Second, when given a historic opportunity to break the power of the rich and corporations by not bailing them out, Democrats bailed them out. They did not make shareholders get wiped out (as they deserved, they took the profits from housing bubble fraud, after all) and they did not let the bondholders take their losses. Be very clear, this was never about saving the economy, the trillions of dollars used to bail out these corporations could have been loaned directly to consumers and businesses which needed loans. In fact, at this point, it is entirely likely that bailouts made things worse, not better.
Third, Democrats did not push hard for the Employee Free Choice Act, an act which would have made union organizing much easier. Union members vote for Democrats at much higher rates than non Union members (in particular, white male union members are pro-Democrat while as a group white males who aren't union members vote Republican). Unions not only provide financial resources for Democrats, they put feet on the ground for Democrats. Where unions are strong, Democrats tend to win. Where unions aren't strong, Democrats tend to lose.

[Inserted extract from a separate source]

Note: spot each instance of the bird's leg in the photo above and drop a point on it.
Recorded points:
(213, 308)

Fourth, Democrats abandoned their constituencies economically in order to bail out the financial sector. They seem to have thought the financial sector would be loyal. Of course, it isn't, it will give money to whoever it thinks can win and from whom it'll get the best deal. Meanwhile unmarried women, Hispanics, African Americans and Youth, all core Demoratic groups, have high unemployment rates. That means they are not motivated to vote or volunteer, they cannot give as much money as they could if they were doing well. The money spent on bailing out banks and the rich, could have been used for a proper stimulus and proper loans which would have helped these groups.
Fifth, Democrats let ACORN be destroyed. ACORN was framed, but Democrats threw it under the bus. ACORN was a community organization which did huge voter drives which registered voters who were overwhelmingly likely to vote Democratic. Again, a key liberal organization was simply abandoned.
Democrats made a play for corporate money and in so doing, they sold out constituencies which were actually loyal to them, and could actually be counted on. Wall Street will never be reliably loyal to Democrats, neither will the very rich. At best they will play Democrats and Republicans off against each other, but realistically, they prefer Republicans whenever Republicans can win.
You reap what you sow. Sell out the interests of your core supporters, and they can't help you as much as they could if you helped them. When will Democratic politicians learn this lesson?
Democrats should have much stronger allies in 2010. But they preferred to play footsie with Wall Street and abandon their own constituencies.